Saturday, October 9, 2010

Healing Faith

One can define faith as the desire, decision and practice of people to perceive the generosity and inner radiance of God and to express their appreciation through worship, openness to the divine will, and the practice of bearing witness to the Creator’s care and compassion toward creatures.
One of the definitions of “pananampalataya” in “Mga Kataga sa Teolohiyang Doktrinal”[Terms in Doctrinal Theology] is: “hangarin, pasiya, at pagsisikap ng tao na tumanaw ng utang-na-loob sa Bathala sa pamamagitan ng pagsamba at pakikinig sa kanya at paghahayag at pagsasabuhay ng kanyang pagmamagandang-loob sa bawa’t nilalang” (p. 30).

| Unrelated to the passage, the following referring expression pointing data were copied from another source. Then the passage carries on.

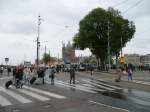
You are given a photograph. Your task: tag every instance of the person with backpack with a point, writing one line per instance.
(130, 74)
(52, 75)
(72, 75)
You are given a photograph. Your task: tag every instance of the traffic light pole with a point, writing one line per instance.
(38, 40)
(108, 47)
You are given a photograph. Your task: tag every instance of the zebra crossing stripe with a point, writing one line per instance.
(82, 89)
(34, 95)
(45, 92)
(89, 88)
(114, 87)
(16, 96)
(106, 88)
(88, 85)
(4, 101)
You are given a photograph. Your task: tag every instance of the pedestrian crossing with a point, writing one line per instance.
(87, 85)
(26, 95)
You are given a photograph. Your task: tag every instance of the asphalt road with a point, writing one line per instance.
(89, 94)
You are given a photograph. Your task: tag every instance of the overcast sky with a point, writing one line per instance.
(18, 28)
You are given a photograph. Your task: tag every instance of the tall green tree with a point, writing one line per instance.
(94, 28)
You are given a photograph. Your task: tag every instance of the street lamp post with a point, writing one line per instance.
(38, 40)
(108, 46)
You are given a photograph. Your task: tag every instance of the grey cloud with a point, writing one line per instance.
(23, 27)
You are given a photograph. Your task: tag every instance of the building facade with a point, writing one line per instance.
(137, 59)
(132, 58)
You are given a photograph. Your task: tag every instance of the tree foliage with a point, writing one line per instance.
(94, 28)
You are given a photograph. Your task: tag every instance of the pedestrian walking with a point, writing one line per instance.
(72, 75)
(1, 71)
(130, 74)
(91, 69)
(52, 74)
(9, 70)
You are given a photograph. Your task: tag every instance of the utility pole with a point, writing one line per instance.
(108, 46)
(38, 40)
(58, 58)
(45, 55)
(121, 47)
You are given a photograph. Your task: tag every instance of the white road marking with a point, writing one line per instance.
(45, 92)
(114, 87)
(88, 85)
(16, 96)
(3, 78)
(101, 104)
(85, 87)
(4, 101)
(34, 95)
(82, 89)
(103, 87)
(139, 82)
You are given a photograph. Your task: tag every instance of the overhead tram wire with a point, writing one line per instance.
(120, 3)
(136, 4)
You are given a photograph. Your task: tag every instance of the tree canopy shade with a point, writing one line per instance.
(94, 28)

This is the faith that healed the Samaritan with a skin ailment, as “when he saw he was healed, he came back, praising God in a loud voice” (Luke 17:15). In a story that is found only in the gospel of Luke, Jesus cleansed ten men with skin ailments, but only the Samaritan returned to praise God. What happened to the other nine?

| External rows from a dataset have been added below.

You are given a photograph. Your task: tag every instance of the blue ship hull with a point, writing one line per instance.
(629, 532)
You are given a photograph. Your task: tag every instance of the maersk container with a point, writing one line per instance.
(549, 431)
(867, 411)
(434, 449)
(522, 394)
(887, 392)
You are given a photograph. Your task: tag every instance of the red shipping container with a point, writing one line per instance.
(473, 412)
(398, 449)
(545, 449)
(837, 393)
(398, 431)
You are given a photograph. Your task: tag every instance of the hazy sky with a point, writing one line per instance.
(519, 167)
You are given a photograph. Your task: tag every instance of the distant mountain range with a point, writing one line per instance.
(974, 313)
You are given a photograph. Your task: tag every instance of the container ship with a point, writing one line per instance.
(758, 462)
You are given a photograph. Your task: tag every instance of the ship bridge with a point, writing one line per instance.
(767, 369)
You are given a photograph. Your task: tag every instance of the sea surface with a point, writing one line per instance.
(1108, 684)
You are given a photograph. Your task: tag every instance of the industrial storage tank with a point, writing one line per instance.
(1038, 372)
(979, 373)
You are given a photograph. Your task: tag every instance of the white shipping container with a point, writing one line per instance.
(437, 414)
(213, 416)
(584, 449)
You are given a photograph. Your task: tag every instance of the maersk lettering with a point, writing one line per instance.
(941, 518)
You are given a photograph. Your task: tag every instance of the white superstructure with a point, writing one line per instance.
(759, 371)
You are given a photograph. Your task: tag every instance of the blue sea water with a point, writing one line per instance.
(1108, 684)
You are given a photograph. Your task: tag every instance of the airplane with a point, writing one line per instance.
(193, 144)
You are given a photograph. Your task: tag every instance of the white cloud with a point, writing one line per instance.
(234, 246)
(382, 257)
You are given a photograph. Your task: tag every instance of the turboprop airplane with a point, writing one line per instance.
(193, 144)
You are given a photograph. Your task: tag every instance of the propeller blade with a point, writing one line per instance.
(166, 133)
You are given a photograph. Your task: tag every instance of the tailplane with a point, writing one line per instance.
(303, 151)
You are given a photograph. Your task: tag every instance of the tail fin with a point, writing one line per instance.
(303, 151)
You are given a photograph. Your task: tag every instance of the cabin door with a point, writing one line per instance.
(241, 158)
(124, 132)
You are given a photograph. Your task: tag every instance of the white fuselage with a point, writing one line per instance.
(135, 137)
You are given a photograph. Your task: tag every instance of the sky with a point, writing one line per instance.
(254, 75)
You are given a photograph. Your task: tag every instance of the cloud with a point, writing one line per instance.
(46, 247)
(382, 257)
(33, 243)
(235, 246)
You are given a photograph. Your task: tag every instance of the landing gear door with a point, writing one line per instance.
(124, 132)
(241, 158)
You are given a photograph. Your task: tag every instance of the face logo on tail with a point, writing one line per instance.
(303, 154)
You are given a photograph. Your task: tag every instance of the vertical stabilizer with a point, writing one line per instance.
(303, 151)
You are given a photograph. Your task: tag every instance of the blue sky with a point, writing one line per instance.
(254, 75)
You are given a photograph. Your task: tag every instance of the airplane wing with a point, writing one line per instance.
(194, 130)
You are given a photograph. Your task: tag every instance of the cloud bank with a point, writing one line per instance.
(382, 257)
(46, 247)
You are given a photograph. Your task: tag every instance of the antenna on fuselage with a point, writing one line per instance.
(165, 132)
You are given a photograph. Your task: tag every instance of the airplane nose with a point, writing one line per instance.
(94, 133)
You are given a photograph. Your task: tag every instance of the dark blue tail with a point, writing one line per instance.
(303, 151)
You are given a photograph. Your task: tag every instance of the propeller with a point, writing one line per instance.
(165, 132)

Perhaps the nine cleansed Jews were shocked that the Samaritan was also cleansed. Jews considered Samaritans unworthy rivals in the worship of Yhwh. The Samaritans had put up their own temple on Mount Gerizim. Antagonism towards Samaritans was rooted in Jewish history and tradition.
In 2 Kings, after the Israelite Northern Kingdom of Samaria fell to the Assyrian army, “the king of Assyria brought people from Babylon, Cuthah, Avva, Hamath and Sepharvaim and settled them in the towns of Samaria to replace the Israelites” (2 Kgs 17:24). The new settlers “worshipped Yhwh, but they also served their own gods in accordance with the customs of the nations from which they had been brought” (17:33). The Samaritans in Jesus’ time were considered descendants of those settlers who both worshipped Yhwh and served their idols.

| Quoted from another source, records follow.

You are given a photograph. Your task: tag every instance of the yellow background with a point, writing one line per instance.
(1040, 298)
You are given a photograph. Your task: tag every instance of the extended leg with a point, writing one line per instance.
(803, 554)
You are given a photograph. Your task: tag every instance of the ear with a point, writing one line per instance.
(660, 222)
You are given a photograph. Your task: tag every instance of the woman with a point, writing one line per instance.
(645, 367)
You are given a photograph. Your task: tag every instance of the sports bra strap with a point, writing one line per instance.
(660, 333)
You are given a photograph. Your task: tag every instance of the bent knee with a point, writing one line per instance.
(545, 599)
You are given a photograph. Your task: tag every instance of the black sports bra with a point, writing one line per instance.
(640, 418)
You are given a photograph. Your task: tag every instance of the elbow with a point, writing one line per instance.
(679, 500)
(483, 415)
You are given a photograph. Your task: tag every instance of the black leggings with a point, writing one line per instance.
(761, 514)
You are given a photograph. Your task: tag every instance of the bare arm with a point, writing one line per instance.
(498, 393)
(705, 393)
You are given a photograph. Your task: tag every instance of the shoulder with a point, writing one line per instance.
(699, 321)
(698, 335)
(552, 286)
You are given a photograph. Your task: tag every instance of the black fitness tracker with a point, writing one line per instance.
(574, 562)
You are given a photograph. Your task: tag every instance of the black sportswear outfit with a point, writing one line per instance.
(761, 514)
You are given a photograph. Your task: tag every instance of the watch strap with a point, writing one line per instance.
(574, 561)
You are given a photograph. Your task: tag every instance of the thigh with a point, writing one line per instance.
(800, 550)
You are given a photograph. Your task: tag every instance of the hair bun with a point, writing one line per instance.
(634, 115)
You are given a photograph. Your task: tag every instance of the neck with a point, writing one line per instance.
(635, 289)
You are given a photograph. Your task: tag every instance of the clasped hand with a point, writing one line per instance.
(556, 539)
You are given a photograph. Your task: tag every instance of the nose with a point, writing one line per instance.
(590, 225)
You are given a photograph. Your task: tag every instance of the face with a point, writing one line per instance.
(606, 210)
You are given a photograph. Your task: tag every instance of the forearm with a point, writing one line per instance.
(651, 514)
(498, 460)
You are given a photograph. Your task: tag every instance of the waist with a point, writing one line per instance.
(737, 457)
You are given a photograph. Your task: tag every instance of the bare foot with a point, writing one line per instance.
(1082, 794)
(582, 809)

Jesus cleansed the Samaritan because his messianic mission is “to set the oppressed free” (Luke 4:18, Isaiah 58:6) or to release those imprisoned or oppressed by sin, injustice, and prejudice. The Samaritan not only was healed but was saved because of his faith, which was authentic as he came back to express publicly his great appreciation of God’s compassion. Unlike the nine others, the Samaritan underwent authentic healing, he experienced a real miracle, he experienced salvation, as he decided to bear witness to divine compassion. He expressed the faith that heals, the faith that saves.
Perhaps the nine others, although physically cleansed, did not want to be healed of their prejudice. If that were the case, no miracle happened, for there would be no transformation of the heart. The real miracle involves conversion or inner transformation, as "the Kindom of God is within you" when it comes (Lk 17:21).
Jesus also suffered prejudice, for example, from his town-mates in the synagogue who drove him out of the town to throw him down the cliff, after he, who was not known to be an official teacher or guardian of their tradition, dared to remind them of God’s graciousness to outsiders like the widow in Zarephath and Naaman the Syrian during the times of the prophets Elijah and Elisha (Lk 4:24-30).
Naaman, the commander of the army of the king of Aram, had a skin ailment, and was instructed by the prophet Elisha to dip himself in the Jordan seven times. He underwent authentic healing, as he went back to Elisha to proclaim that he “will never again make burnt offerings and sacrifices to any other god but the Lord” (2 Kgs 5:17).
Jesus went on with his mission even though most of the beneficiaries, the nine others, did not truly believe in the divine will to set all the oppressed free. Jesus went on even though many guardians of the tradition and his own town-mates did not appreciate his ministry. Because of God’s inner radiance, Christ is faithful to his divine mission no matter what happens. “If we are faithless, he will remain faithful, for he cannot disown himself” (2 Timothy 2:13).
de Guzman, Emmanuel, Joselito Henson, Reginald Cruz and Dennis Gonzalez. “Mga Kataga sa Teolohiyang Doktrinal.” Quezon City, 2001. ISBN 971-92378-0-5.